From Theorem 5, it follows that

$$\frac{k{C}_n^k}{H^{k-1}}\ge \sum _{1\le i_1<\cdots <i_k\le n}\frac{x_{i_1}+\cdots +x_{i_k}}{x_{i_1}\cdots x_{i_k}}\ge \frac{k{C}_n^k}{G^{k-1}}.$$

(11)

By using Theorem A, the following conclusion is proved in [[1], p.129].

The symmetric function

$$\psi (\mathbf{x})=\sum _{1\le i_1<\cdots <i_k\le n}\frac{x_{i_1}\cdots x_{i_k}}{x_{i_1}+\cdots +x_{i_k}}$$

is Schur-concave on ${\mathbb{R}}_{+}^n$.

By applying Theorem 2, we further obtain the following result.

Theorem 6 The symmetric function $\psi (\mathbf{x})$ is Schur harmonically convex on ${\mathbb{R}}_{+}^n$.
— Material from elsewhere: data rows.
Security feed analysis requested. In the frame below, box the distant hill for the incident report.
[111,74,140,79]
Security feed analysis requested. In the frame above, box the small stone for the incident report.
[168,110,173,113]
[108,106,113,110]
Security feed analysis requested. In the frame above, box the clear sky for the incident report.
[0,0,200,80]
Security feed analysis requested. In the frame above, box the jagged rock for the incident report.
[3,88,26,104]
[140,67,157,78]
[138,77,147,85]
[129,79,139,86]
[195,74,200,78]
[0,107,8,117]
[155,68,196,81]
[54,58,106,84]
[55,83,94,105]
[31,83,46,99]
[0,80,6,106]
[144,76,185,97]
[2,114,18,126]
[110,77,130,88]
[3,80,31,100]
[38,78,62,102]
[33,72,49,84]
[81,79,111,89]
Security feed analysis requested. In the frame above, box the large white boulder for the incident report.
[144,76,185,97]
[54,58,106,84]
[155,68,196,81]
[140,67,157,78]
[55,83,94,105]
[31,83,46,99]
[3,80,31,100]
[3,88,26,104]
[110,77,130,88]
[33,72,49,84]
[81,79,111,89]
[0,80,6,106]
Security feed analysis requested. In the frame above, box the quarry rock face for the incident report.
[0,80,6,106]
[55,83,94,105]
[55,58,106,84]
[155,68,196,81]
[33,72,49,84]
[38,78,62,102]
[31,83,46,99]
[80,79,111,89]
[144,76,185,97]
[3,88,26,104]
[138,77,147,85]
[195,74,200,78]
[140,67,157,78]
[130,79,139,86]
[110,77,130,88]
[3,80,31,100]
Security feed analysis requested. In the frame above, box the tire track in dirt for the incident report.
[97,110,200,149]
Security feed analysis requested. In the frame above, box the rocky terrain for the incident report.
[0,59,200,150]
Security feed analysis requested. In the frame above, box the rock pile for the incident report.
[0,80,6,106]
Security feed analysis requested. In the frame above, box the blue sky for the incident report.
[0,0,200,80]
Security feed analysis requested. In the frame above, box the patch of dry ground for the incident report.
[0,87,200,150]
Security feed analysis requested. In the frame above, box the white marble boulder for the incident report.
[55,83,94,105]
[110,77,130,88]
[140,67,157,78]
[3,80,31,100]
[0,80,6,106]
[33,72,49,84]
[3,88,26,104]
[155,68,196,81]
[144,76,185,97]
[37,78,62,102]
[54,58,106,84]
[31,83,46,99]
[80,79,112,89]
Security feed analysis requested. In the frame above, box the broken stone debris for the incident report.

Proof Let $\lambda (\mathbf{y})={\prod }_{i=1}^k{y}_i/{\sum }_{i=1}^k{y}_i$. According to the proof of Theorem 5, $\phi (\mathbf{y})$ is Schur harmonically concave on ${\mathbb{R}}_{+}^k$. Let $\lambda (\mathbf{y})=\frac{1}{\phi (\mathbf{y})}$. From the definition of Schur harmonically convex, it follows that $\lambda (\mathbf{y})$ is Schur harmonically convex on ${\mathbb{R}}_{+}^k$. Let $g(z)=\lambda (z,x_2,\dots ,x_k)=\frac{bz}{z+a}$, where $a={\sum }_{i=2}^k{x}_i$, $b={\prod }_{i=2}^k{x}_i$. Then $h(z):=z^2{g}^{\prime }(z)=\frac{z^{2}ab}{{(z+a)}^2}$. With the fact that $h^{\prime }(z)=\frac{2z{a}^{2}b}{{(z+a)}^3}\ge 0$ for $z\in {\mathbb{R}}_{+}$, it follows that φ is HA convex in its single variable on ${\mathbb{R}}_{+}$. So, from Theorem 2, $\psi (\mathbf{x})$ is Schur harmonically convex on ${\mathbb{R}}_{+}^n$. □

Remark 3 From Theorem 6 and (10), it follows that

$$\sum _{1\le i_1<\cdots <i_k\le n}\frac{x_{i_1}\cdots x_{i_k}}{x_{i_1}+\cdots +x_{i_k}}\ge \frac{H^{k-1}{C}_n^k}{k},$$

(12)

where $x_i>0$, $i=1,\dots ,n$.

Remark 4 It needs further discussion that $\psi (\mathbf{x})$ is Schur geometrically convex on ${\mathbb{R}}_{+}^n$.